CFOs’ outlook for business over the next 12 months declined for the third consecutive month in August, shedding another 2 percent down to 6.8 out of 10 on our 10-point scale. That’s the lowest the CFO Confidence Index has been since November 2020, when volatility spiked due to uncertainty surrounding Covid vaccines and the U.S. presidential election. The leading indicator is now down 12 percent from its April high. 

CFOs’ assessment of current conditions is also down, to 6.65/10 from 6.72 in July. Covid variants, supply chain issues, labor shortages and inflationary pressures are all cited as reasons for the declining confidence. 

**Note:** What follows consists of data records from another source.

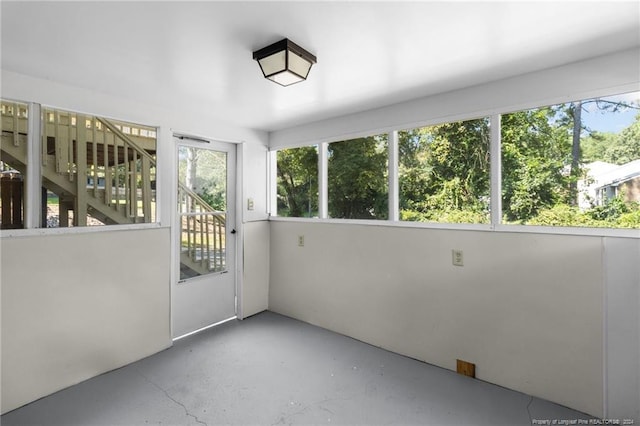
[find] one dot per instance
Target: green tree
(358, 178)
(298, 181)
(536, 154)
(444, 171)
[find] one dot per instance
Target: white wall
(527, 309)
(254, 254)
(551, 315)
(622, 327)
(252, 180)
(255, 295)
(615, 73)
(78, 305)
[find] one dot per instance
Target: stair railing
(114, 169)
(202, 231)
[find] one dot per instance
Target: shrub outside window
(573, 164)
(444, 172)
(297, 180)
(358, 178)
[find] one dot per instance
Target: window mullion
(495, 167)
(394, 188)
(323, 180)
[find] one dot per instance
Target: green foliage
(298, 182)
(536, 149)
(358, 178)
(444, 172)
(616, 213)
(613, 148)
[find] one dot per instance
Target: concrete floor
(272, 370)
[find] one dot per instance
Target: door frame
(170, 180)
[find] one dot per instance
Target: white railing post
(33, 181)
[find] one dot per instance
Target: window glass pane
(443, 172)
(358, 184)
(13, 164)
(298, 182)
(573, 164)
(108, 178)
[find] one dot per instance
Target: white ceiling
(198, 55)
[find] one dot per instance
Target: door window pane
(202, 205)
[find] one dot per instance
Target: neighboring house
(605, 180)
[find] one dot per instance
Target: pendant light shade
(284, 62)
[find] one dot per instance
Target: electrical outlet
(457, 257)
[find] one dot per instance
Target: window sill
(525, 229)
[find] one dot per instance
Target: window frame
(33, 182)
(495, 178)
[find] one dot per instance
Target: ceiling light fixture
(284, 62)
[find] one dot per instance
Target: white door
(205, 286)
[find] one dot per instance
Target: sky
(608, 121)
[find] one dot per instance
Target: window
(444, 172)
(13, 164)
(297, 178)
(358, 186)
(107, 179)
(573, 164)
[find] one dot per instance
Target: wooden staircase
(203, 231)
(110, 176)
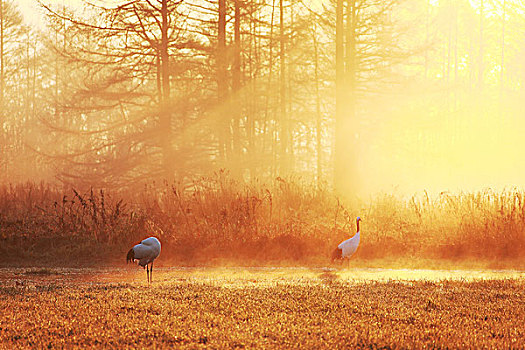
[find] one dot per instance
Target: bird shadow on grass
(329, 277)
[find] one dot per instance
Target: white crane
(145, 252)
(347, 248)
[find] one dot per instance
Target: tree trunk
(236, 91)
(222, 84)
(165, 108)
(345, 174)
(282, 95)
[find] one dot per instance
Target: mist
(393, 97)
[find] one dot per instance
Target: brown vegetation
(218, 218)
(286, 313)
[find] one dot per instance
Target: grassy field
(261, 307)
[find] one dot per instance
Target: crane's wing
(143, 251)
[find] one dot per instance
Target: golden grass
(243, 309)
(216, 220)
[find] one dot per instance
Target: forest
(235, 124)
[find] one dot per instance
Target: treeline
(121, 95)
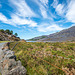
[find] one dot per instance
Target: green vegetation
(8, 31)
(4, 41)
(33, 54)
(0, 73)
(16, 34)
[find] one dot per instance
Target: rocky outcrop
(8, 63)
(6, 37)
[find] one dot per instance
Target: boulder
(8, 63)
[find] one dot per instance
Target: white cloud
(21, 8)
(45, 2)
(59, 8)
(70, 15)
(4, 19)
(47, 28)
(43, 11)
(16, 20)
(55, 3)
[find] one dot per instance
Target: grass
(27, 52)
(4, 41)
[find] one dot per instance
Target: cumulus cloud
(55, 3)
(70, 15)
(47, 28)
(59, 8)
(4, 19)
(21, 8)
(45, 2)
(43, 11)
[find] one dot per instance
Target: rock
(8, 63)
(23, 40)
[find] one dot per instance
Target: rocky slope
(7, 37)
(64, 35)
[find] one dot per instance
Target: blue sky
(31, 18)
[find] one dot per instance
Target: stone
(8, 63)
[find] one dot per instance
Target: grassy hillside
(64, 35)
(7, 35)
(44, 58)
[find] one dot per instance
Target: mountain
(64, 35)
(6, 36)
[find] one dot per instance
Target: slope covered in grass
(59, 54)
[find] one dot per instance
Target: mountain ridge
(64, 35)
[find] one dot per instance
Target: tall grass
(27, 53)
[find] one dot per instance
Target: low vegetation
(7, 35)
(10, 32)
(4, 41)
(33, 54)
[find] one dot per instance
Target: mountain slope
(64, 35)
(8, 37)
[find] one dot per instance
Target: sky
(32, 18)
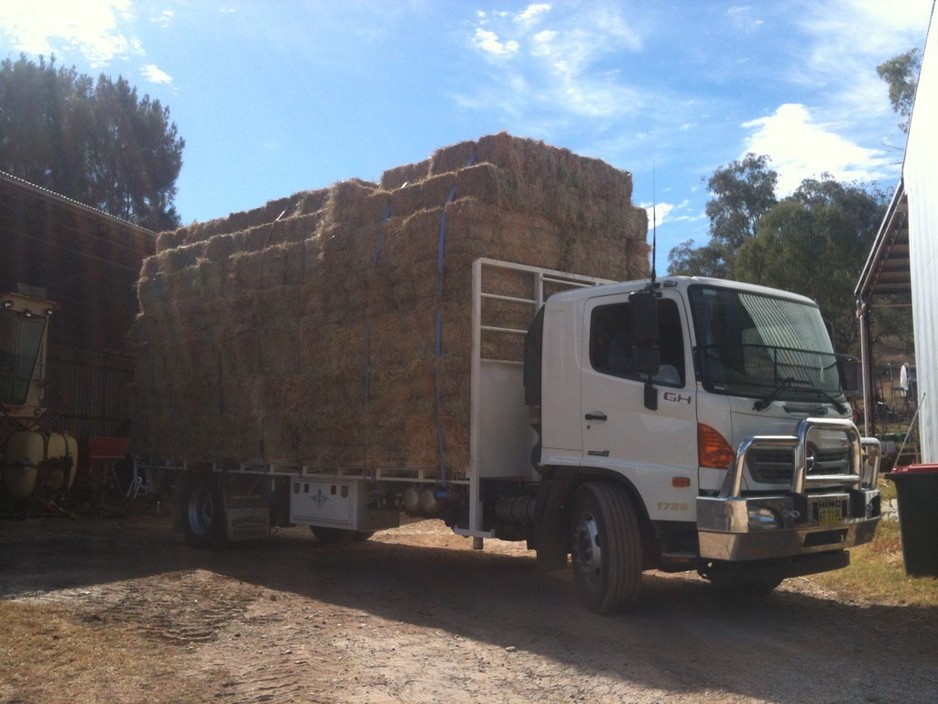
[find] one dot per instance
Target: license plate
(829, 512)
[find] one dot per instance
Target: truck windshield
(764, 347)
(20, 341)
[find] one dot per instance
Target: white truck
(681, 424)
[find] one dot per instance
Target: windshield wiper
(784, 384)
(841, 407)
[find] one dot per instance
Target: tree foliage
(741, 193)
(901, 73)
(815, 242)
(97, 142)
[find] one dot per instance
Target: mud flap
(729, 573)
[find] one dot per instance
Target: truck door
(655, 448)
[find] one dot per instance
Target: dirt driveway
(124, 611)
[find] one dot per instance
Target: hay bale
(321, 328)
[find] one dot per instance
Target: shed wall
(921, 184)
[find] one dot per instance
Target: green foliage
(901, 73)
(94, 141)
(742, 193)
(815, 242)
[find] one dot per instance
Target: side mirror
(646, 356)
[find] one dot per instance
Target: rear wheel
(606, 547)
(203, 511)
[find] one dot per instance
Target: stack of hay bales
(332, 328)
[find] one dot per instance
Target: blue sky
(278, 97)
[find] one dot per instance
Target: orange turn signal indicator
(712, 448)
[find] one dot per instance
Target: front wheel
(203, 511)
(606, 547)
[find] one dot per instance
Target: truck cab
(709, 418)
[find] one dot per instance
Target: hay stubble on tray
(305, 330)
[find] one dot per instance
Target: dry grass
(877, 575)
(100, 656)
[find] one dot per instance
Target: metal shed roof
(886, 271)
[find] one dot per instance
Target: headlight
(763, 518)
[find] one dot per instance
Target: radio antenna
(654, 226)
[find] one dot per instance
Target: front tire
(203, 512)
(606, 547)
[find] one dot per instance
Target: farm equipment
(37, 464)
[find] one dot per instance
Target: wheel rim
(588, 553)
(201, 512)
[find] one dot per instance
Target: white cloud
(532, 13)
(99, 29)
(154, 74)
(555, 58)
(799, 149)
(489, 42)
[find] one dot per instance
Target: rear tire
(606, 548)
(334, 536)
(203, 511)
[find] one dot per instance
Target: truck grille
(771, 466)
(776, 466)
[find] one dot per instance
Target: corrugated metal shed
(904, 259)
(88, 262)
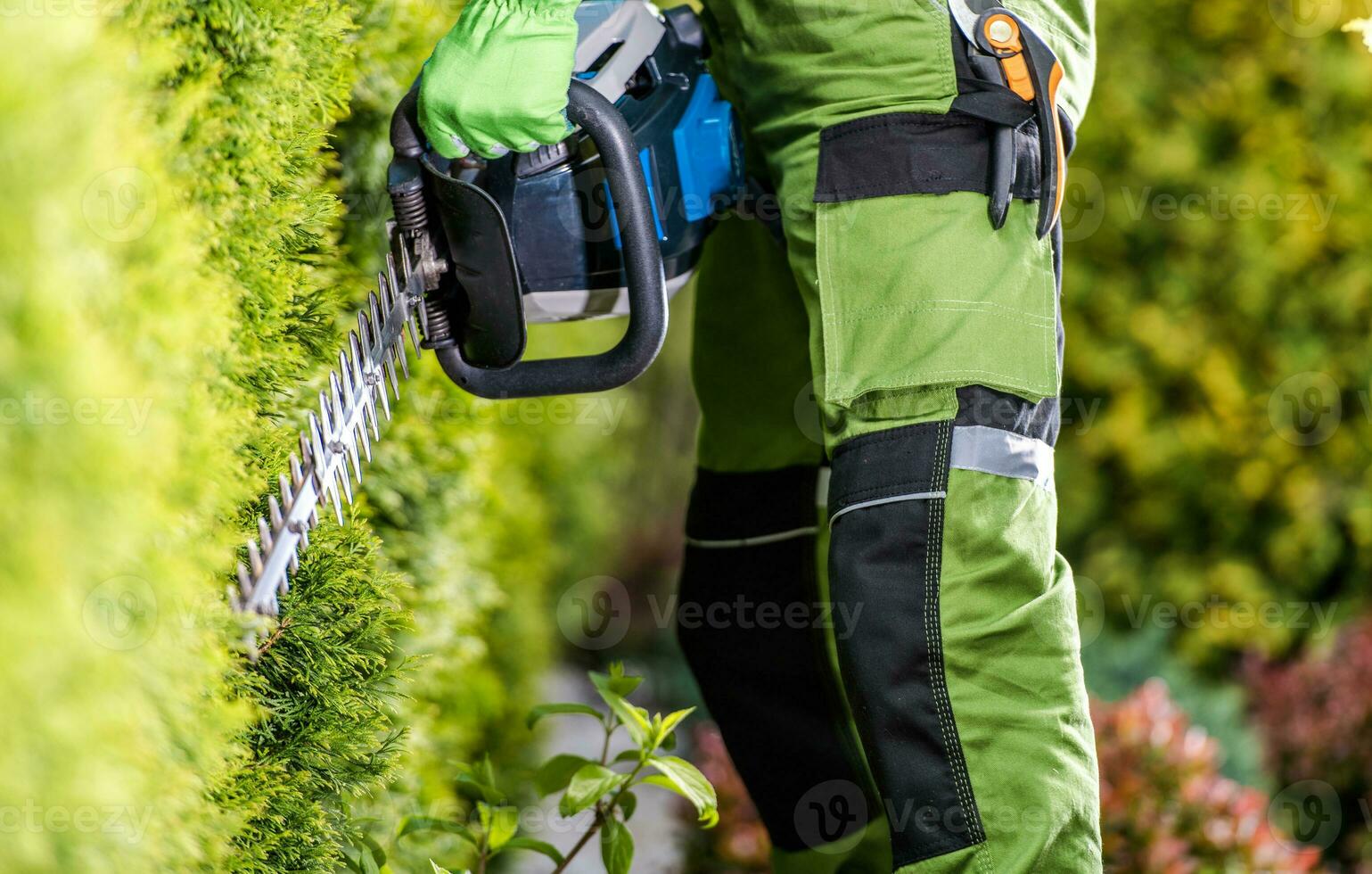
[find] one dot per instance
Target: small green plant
(605, 785)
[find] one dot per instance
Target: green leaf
(539, 847)
(630, 716)
(412, 825)
(374, 850)
(628, 803)
(483, 815)
(486, 772)
(616, 680)
(671, 721)
(685, 779)
(587, 785)
(557, 771)
(616, 847)
(504, 825)
(556, 710)
(473, 789)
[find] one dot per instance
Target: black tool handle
(643, 269)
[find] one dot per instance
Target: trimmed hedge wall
(173, 254)
(1217, 308)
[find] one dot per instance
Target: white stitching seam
(761, 540)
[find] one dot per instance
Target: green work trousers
(872, 598)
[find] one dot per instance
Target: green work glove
(498, 80)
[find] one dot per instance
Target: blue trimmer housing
(577, 229)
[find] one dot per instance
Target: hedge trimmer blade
(336, 441)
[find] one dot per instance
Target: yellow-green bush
(1217, 305)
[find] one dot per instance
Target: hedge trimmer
(605, 223)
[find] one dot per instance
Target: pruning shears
(1005, 51)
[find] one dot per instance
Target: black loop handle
(644, 273)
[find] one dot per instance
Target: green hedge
(173, 252)
(1217, 306)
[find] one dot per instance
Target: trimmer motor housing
(542, 236)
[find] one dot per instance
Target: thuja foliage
(600, 792)
(1217, 301)
(170, 255)
(119, 464)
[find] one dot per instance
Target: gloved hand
(498, 80)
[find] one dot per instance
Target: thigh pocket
(918, 288)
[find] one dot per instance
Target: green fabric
(867, 853)
(900, 301)
(751, 359)
(1013, 664)
(498, 80)
(906, 297)
(922, 291)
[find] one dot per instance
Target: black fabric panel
(916, 153)
(979, 405)
(885, 562)
(768, 680)
(886, 464)
(727, 507)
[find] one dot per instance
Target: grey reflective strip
(755, 540)
(1002, 453)
(919, 496)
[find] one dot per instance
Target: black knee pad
(885, 508)
(751, 623)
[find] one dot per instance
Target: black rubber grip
(643, 269)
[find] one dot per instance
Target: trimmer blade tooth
(254, 560)
(318, 453)
(343, 433)
(405, 293)
(283, 484)
(401, 359)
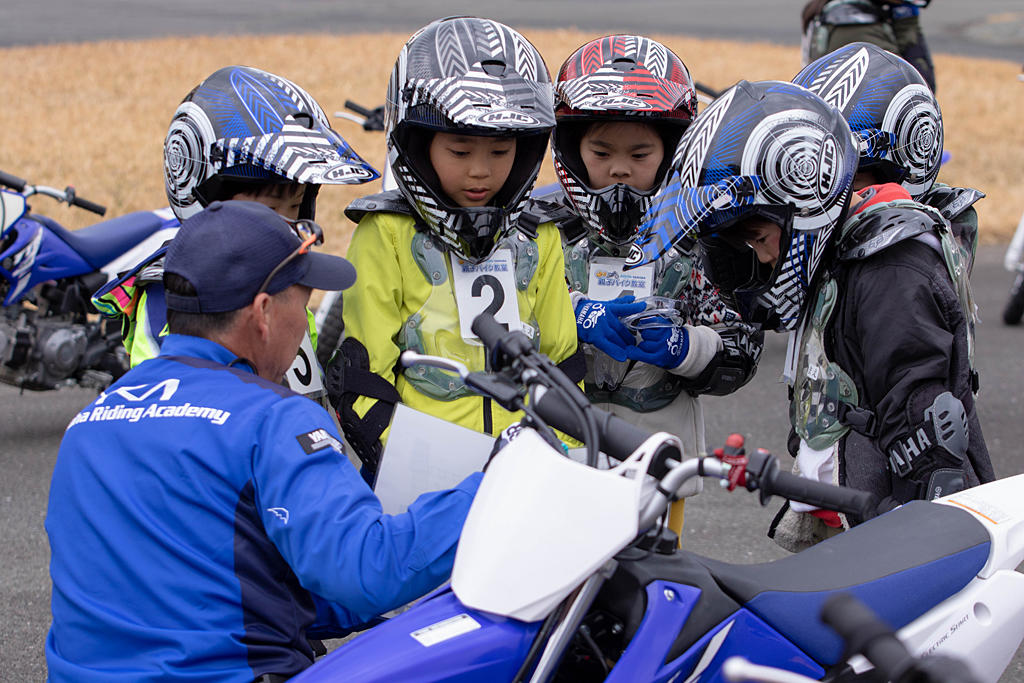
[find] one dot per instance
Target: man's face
(763, 236)
(471, 168)
(622, 152)
(288, 325)
(287, 204)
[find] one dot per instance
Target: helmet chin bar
(620, 210)
(478, 231)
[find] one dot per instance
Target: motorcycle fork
(562, 634)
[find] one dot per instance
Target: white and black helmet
(474, 77)
(243, 125)
(889, 105)
(768, 148)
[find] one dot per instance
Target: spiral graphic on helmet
(186, 163)
(798, 160)
(914, 120)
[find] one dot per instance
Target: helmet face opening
(617, 79)
(243, 125)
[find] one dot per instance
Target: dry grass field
(94, 115)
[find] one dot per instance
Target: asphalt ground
(979, 28)
(723, 525)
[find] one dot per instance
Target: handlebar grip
(12, 181)
(88, 206)
(491, 332)
(864, 633)
(842, 499)
(358, 109)
(619, 437)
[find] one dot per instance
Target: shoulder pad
(391, 201)
(882, 225)
(551, 207)
(951, 202)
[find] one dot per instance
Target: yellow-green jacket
(403, 297)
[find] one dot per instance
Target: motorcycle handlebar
(97, 209)
(619, 437)
(12, 181)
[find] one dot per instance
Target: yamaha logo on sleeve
(318, 439)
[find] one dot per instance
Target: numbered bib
(608, 281)
(486, 287)
(304, 376)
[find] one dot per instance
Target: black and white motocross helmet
(243, 125)
(617, 78)
(472, 77)
(889, 105)
(772, 150)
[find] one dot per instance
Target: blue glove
(666, 347)
(598, 324)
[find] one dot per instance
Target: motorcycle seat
(101, 243)
(901, 564)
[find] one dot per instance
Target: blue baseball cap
(227, 250)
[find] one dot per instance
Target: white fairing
(984, 623)
(542, 523)
(144, 248)
(11, 208)
(1016, 248)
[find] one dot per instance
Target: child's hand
(666, 347)
(598, 324)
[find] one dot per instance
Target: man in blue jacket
(204, 520)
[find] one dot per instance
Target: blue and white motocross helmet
(242, 125)
(888, 105)
(772, 150)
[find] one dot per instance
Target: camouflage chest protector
(824, 404)
(672, 272)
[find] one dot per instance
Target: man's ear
(261, 312)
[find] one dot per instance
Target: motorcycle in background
(50, 334)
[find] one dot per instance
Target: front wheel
(1015, 307)
(329, 335)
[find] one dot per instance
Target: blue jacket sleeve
(329, 526)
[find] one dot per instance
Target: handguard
(933, 453)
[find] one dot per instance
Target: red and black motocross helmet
(617, 78)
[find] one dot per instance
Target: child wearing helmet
(891, 109)
(895, 27)
(217, 148)
(656, 337)
(468, 114)
(872, 288)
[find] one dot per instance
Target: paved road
(980, 28)
(727, 526)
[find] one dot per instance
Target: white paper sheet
(425, 454)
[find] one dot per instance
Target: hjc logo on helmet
(508, 117)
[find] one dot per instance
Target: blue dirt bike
(565, 572)
(50, 335)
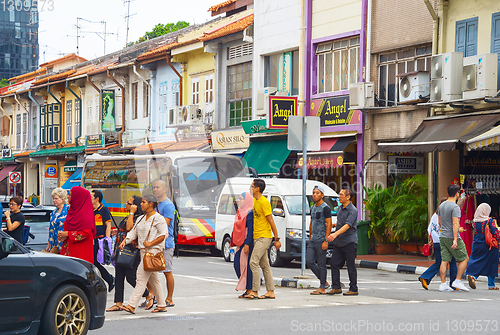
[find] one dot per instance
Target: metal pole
(304, 197)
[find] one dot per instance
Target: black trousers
(104, 273)
(130, 274)
(344, 255)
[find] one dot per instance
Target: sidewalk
(411, 264)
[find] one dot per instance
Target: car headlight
(186, 230)
(294, 233)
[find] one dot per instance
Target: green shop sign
(258, 127)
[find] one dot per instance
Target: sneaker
(472, 282)
(459, 285)
(444, 287)
(424, 282)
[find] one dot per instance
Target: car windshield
(294, 204)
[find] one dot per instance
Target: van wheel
(226, 248)
(67, 312)
(274, 256)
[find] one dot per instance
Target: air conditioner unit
(414, 86)
(361, 95)
(190, 114)
(173, 115)
(262, 101)
(446, 74)
(479, 76)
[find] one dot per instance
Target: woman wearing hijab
(483, 259)
(242, 237)
(79, 227)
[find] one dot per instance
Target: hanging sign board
(280, 108)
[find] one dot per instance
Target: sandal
(114, 308)
(159, 310)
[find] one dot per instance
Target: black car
(47, 293)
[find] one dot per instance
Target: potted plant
(376, 201)
(407, 213)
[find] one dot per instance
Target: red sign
(322, 161)
(14, 177)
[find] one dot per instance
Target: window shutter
(495, 41)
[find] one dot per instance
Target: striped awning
(486, 139)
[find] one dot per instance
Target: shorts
(460, 253)
(169, 255)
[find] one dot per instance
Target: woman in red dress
(79, 227)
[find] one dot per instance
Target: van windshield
(294, 204)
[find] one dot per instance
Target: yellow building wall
(335, 17)
(466, 9)
(197, 64)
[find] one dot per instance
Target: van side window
(227, 204)
(276, 203)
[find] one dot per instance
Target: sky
(58, 19)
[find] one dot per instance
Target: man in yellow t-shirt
(263, 231)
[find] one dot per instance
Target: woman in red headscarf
(242, 237)
(79, 227)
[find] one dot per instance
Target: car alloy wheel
(71, 315)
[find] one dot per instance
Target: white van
(285, 196)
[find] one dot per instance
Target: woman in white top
(154, 225)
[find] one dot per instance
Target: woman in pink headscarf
(79, 227)
(484, 259)
(242, 238)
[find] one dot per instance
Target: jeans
(316, 261)
(434, 268)
(344, 255)
(104, 273)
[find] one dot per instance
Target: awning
(4, 173)
(488, 138)
(74, 180)
(58, 152)
(444, 133)
(266, 157)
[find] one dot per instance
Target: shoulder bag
(127, 256)
(153, 262)
(490, 240)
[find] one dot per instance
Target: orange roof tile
(26, 75)
(164, 49)
(59, 60)
(228, 29)
(221, 5)
(23, 154)
(54, 77)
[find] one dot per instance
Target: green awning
(58, 152)
(266, 157)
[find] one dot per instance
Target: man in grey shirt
(451, 243)
(320, 227)
(346, 244)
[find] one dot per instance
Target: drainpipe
(120, 134)
(39, 107)
(80, 125)
(180, 78)
(17, 100)
(431, 193)
(11, 123)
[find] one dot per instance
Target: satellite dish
(405, 87)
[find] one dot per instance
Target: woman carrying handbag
(127, 268)
(150, 231)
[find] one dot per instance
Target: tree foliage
(161, 29)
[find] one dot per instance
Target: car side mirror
(8, 245)
(278, 212)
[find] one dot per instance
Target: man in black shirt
(15, 219)
(103, 229)
(345, 246)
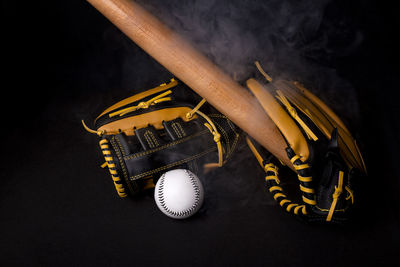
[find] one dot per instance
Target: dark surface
(66, 62)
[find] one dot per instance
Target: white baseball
(179, 193)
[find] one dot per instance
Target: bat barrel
(195, 70)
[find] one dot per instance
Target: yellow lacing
(112, 167)
(266, 76)
(144, 104)
(351, 195)
(99, 133)
(272, 177)
(277, 191)
(335, 196)
(213, 129)
(292, 111)
(304, 179)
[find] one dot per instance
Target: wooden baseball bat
(195, 70)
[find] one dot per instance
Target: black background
(63, 62)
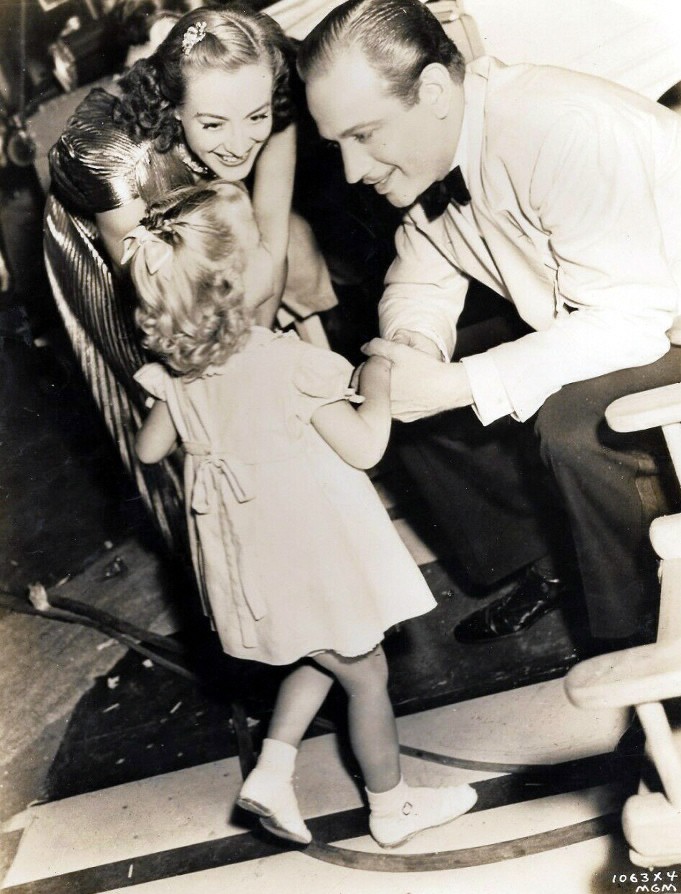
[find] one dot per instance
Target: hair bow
(155, 251)
(193, 35)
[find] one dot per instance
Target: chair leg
(244, 739)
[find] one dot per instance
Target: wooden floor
(118, 772)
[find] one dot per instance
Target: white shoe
(423, 808)
(274, 801)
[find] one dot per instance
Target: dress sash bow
(219, 479)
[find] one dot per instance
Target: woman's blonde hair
(187, 269)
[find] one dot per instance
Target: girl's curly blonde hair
(191, 306)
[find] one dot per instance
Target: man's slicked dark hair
(399, 38)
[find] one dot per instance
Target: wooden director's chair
(646, 676)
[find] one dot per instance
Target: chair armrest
(631, 677)
(647, 409)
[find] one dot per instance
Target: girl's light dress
(292, 548)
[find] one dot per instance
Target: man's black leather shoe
(531, 598)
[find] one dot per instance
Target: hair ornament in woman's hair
(154, 250)
(193, 35)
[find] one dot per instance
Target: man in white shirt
(564, 198)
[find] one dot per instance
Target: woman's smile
(227, 118)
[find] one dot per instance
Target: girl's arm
(360, 436)
(115, 224)
(157, 437)
(272, 196)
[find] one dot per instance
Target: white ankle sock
(390, 802)
(278, 758)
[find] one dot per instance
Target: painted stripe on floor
(235, 849)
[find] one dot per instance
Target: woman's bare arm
(157, 437)
(272, 197)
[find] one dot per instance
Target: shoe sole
(269, 824)
(495, 636)
(254, 806)
(268, 821)
(411, 835)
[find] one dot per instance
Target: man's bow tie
(435, 199)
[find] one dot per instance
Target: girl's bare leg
(268, 790)
(299, 699)
(371, 720)
(398, 811)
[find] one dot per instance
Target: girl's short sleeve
(321, 377)
(154, 379)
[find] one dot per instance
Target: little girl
(296, 558)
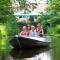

Those are the key findings from StrategicCFO360’s August reading of CFO confidence, conducted among 142 senior finance executives between August 23-26. America’s finance chiefs’ assessment of business conditions is now in line with that of CEOs, who also rated their outlook for business a 6.8 out of 10 when polled earlier this month. 

CFOs are slightly more hopeful than CEOs, however, with 43 percent expecting conditions to have improved by this time next year. Only 34 percent of CEOs feel the same. The most optimistic of the C-Suite? CIOs, with 59 percent who forecasted improvements in the business environment over the next 12 months. 

Vandana Kapur, CFO at the Indiana Chamber of Commerce, explains her optimism: “Consumers have purchasing power with the infusion of cash. [They’ve] been couped up at home due to the pandemic so they’re looking for an outlet. This leads to companies increasing pricing to meet demand and thus causing the outlook to be positive,” she says, giving future business conditions a rating of 9 out of 10. 

Heather Morrison, finance director at Raleigh, NC-based Media Two Interactive, says she also expects conditions to improve—to a 7/10 by August 2022—but “turnaround will be slow and complicated by the ongoing health crisis,” she says, adding that the main challenge at this time is the labor market, finding “both available and willing talent.” 

She is far from alone in that view. Many CFOs participating in our poll cited lack of skilled workers as one of the main challenges to their organization’s growth. Overall, 61 percent say they plan to add to their workforce over the coming year—although whether they will be able to find the talent they need remains uncertain, they say. 

Issues with supply chains are also a concern for several CFOs, who say it is causing sales to slow. 

Clients are eager to spend capital to get large projects moving, however supply issues will likely check some of the demand, at least in the first half of 2022,” said a healthcare CFO at a midsize organization. 

“Disposable income will support consumer spend while supply chain issues will create volatility and suboptimize total performance,” echoed the CFO of a large manufacturer in the Midwest. 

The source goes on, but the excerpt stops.